J’ai créé une fondation qui s’appelle “La Fondation Ghazal pour l’Éducation, la Recherche et la Paix au Liban”. Cette Fondation a deux objectifs :
Il faut soutenir l’éducation parce que le plus grave c’est quand les jeunes n’auront plus d’autres horizons que le départ et la migration. Quand ils voient que leur horizon est bouché au Liban ils ne pensent pas avoir d’autre issue que de partir. Donc il faut soutenir l’éducation, et la soutenir au Liban même. Il serait absolument triste de devoir partir à l’étranger pour bénéficier du niveau nécessaire pour pouvoir accéder au marché du travail. Je le vois de moi-même, je suis parti en 1973 et je suis encore en France. Il est vrai que j’aurai pu revenir: du temps du Père Ducruet - et c’est grâce à lui que j’ai eu une bourse - j’avais un poste qui m’attendait à l’université pour revenir et enseigner à l’USJ. Mais voilà! Une fois partis, combien de jeunes reviennent ?
L’éducation c’est la clé des jeunes, ce sont les jeunes qui vont constituer le pays de demain. Quel est avenir on leur donne-t-on aujourd’hui? Il faut qu’ils sentent qu’ils ont encore une place, qu’ils peuvent encore jouer un rôle dans ce pays. L’éducation c’est la 1ère marche, ainsi que la famille. Ensuite, la famille est là pour leur tendre la main afin qu’ils poursuivent leurs études.
Pourquoi l’USJ ? Parce que c’est là où j’ai fait mes études en sciences économiques. Il est vrai que je faisais des études en droit à l’université libanaise en parallèle et en même temps. Mais lorsque j’ai voulu faire un doctorat qui ne pouvait pas se faire au Liban (et je le méritais car j’étais major de ma promotion), le Père Ducruet a œuvré pour que j’obtienne une bourse du gouvernement français. J’ai obtenu une des cinq bourses disponibles pour faire mon doctorat à Paris. Donc il y a un retour! Mes parents, qui étaient dans une mauvaise situation économique, nous disaient à tous – nous étions 5 et le sommes encore - que c’était le seul héritage qu’ils pouvaient nous léguer: nous donner le moyen d’aller faire des études et nous donner un avenir.

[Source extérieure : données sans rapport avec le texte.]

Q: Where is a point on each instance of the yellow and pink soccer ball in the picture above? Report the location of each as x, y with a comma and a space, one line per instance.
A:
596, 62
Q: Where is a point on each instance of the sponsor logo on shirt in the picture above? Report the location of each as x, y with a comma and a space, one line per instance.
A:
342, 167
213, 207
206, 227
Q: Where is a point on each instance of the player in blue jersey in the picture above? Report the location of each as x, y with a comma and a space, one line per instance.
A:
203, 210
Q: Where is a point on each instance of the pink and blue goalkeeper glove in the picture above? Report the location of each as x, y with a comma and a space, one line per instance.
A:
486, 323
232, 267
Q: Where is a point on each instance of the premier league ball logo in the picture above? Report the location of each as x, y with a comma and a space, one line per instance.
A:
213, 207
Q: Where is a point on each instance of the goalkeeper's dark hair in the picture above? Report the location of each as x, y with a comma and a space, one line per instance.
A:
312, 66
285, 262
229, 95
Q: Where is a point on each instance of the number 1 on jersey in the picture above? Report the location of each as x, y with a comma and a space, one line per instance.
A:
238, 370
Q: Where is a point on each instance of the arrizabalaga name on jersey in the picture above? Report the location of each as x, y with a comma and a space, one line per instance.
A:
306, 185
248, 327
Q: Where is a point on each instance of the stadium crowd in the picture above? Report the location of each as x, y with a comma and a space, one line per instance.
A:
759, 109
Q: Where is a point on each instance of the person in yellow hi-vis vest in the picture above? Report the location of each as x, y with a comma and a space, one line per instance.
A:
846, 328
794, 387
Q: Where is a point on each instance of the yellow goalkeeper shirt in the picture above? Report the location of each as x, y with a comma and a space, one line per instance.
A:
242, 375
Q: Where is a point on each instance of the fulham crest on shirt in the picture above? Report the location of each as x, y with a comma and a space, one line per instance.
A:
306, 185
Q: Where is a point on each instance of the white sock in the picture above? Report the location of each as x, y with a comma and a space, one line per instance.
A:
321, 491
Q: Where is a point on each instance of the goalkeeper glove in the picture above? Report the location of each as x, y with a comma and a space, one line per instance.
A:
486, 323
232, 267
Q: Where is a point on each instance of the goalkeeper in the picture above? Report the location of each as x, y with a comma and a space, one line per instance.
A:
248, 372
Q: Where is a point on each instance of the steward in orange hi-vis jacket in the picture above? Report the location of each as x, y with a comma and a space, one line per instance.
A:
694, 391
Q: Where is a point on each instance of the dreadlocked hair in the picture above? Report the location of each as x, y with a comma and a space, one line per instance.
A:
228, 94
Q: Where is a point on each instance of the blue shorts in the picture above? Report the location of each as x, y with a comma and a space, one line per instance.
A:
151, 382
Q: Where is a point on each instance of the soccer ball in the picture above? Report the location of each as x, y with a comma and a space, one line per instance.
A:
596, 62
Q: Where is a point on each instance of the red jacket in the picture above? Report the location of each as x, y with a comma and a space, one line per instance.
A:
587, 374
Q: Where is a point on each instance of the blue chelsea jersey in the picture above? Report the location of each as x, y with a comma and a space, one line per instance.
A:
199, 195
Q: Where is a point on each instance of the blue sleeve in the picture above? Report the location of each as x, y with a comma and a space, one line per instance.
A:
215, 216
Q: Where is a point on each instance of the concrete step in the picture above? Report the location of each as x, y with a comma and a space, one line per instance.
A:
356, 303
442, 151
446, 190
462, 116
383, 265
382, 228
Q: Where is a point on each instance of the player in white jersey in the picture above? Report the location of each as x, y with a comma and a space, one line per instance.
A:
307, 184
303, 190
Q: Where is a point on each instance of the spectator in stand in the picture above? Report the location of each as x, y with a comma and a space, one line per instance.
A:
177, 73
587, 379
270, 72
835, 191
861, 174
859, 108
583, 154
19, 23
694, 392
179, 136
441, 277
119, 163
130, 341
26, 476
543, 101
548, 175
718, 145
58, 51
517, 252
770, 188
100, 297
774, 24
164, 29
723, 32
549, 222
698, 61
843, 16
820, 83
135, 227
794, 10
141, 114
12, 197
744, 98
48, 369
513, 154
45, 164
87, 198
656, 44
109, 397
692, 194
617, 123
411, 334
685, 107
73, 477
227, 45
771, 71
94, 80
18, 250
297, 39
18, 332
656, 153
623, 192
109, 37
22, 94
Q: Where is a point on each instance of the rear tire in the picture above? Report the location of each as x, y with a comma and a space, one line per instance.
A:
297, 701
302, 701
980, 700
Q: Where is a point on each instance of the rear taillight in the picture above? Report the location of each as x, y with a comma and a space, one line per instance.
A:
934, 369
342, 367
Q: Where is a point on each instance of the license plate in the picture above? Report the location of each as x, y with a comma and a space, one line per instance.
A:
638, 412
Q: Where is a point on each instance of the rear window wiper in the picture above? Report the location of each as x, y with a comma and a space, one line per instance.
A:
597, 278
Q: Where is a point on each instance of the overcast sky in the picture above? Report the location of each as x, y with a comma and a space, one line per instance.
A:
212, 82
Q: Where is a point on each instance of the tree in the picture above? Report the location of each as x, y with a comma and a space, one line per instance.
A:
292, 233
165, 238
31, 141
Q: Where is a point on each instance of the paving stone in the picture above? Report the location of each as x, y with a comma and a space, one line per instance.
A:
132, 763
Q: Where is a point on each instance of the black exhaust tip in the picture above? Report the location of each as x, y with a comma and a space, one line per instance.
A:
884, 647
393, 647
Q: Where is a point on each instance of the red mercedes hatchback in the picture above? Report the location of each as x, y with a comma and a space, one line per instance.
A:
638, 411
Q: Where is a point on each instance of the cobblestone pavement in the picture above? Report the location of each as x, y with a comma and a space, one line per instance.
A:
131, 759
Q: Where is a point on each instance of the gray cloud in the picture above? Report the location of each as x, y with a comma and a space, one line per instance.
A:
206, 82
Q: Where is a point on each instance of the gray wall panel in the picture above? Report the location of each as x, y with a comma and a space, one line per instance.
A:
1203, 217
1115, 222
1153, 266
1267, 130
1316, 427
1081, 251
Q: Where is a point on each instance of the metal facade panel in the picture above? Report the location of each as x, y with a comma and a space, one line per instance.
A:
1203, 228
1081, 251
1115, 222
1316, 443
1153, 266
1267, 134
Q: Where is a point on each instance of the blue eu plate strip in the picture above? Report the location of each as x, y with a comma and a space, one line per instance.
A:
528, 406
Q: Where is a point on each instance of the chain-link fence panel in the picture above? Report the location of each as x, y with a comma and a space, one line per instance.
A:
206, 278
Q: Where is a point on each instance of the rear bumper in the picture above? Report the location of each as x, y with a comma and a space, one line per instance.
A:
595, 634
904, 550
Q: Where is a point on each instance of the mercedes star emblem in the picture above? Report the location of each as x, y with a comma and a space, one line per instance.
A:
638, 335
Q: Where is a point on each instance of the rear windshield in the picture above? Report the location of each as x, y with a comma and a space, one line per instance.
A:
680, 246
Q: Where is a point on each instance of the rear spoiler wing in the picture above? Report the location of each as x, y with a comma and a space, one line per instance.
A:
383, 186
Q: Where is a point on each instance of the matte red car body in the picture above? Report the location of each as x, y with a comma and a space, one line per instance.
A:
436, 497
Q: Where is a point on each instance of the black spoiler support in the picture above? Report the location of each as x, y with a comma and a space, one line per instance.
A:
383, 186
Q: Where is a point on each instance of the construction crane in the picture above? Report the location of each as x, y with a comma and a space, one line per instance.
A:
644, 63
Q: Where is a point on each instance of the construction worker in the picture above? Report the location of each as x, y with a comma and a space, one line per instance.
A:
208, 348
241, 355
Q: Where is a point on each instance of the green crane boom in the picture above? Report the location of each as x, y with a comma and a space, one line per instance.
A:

La mission de l’USJ est unique : personnellement, mon premier contact était avec le service social que je considère être très bien structuré. […] Et puis évidement ensuite il y a eu la création de la Fondation USJ qui est une excellente chose. J’ai réalisé en écoutant Carmel au moment où cette fondation était en train d’être mise sur pieds que l’USJ se rendait compte qu’il y avait beaucoup d’anciens, beaucoup de personnes qui voulaient bien donner à l’USJ et s’engager dans les missions sociales et éducatives de l’USJ. Donc, il y a la Fondation mais aussi d’autres initiatives qu’a prises l’USJ comme l’Opération 7ème jour qui est une superbe initiative. D’ailleurs, je l’ai soutenue il y a eu deux ans également parce qu’il y avait une mission particulière qui se rapprochait de la paix. Tout ceci fait qu’aujourd’hui, l’USJ peut être fière d’être sur le bon chemin
…Moi je suis de nature très reconnaissante et très fidèle… Je suis fondamentalement reconnaissant de la bourse qui m’a été attribuée en 1973, sans laquelle je n’aurai jamais pu quitter le Liban. Mes parents étaient de condition économique modeste et je n’aurai jamais eu la trajectoire personnelle et professionnelle que j’ai eue sans accès à cette bourse. Oui j’ai eu une certaine réussite […] je le dis aujourd’hui: tout ce que j’ai gagné, je ne l’ai jamais volé, je l’ai gagné, j’ai travaillé et j’ai bien gagné ma vie. Tout ceci m’a donné envie de redonner un peu en créant justement une fondation qui était complétement orientée vers mon pays d’origine au niveau de ses objectifs. Quand on reçoit, il faut savoir donner en retour. Il faut savoir donner sans attendre de retour. Ça c’est le vrai sens du don, de la générosité. J’ai appris le sens de la générosité avec mes parents, ils avaient peu de moyens mais ils étaient prêts à partager ce qu’ils avaient. Je le vois depuis que je suis petit. On est quand même impacté par nos parents d’une certaine manière et ceci a certainement joué un rôle chez moi.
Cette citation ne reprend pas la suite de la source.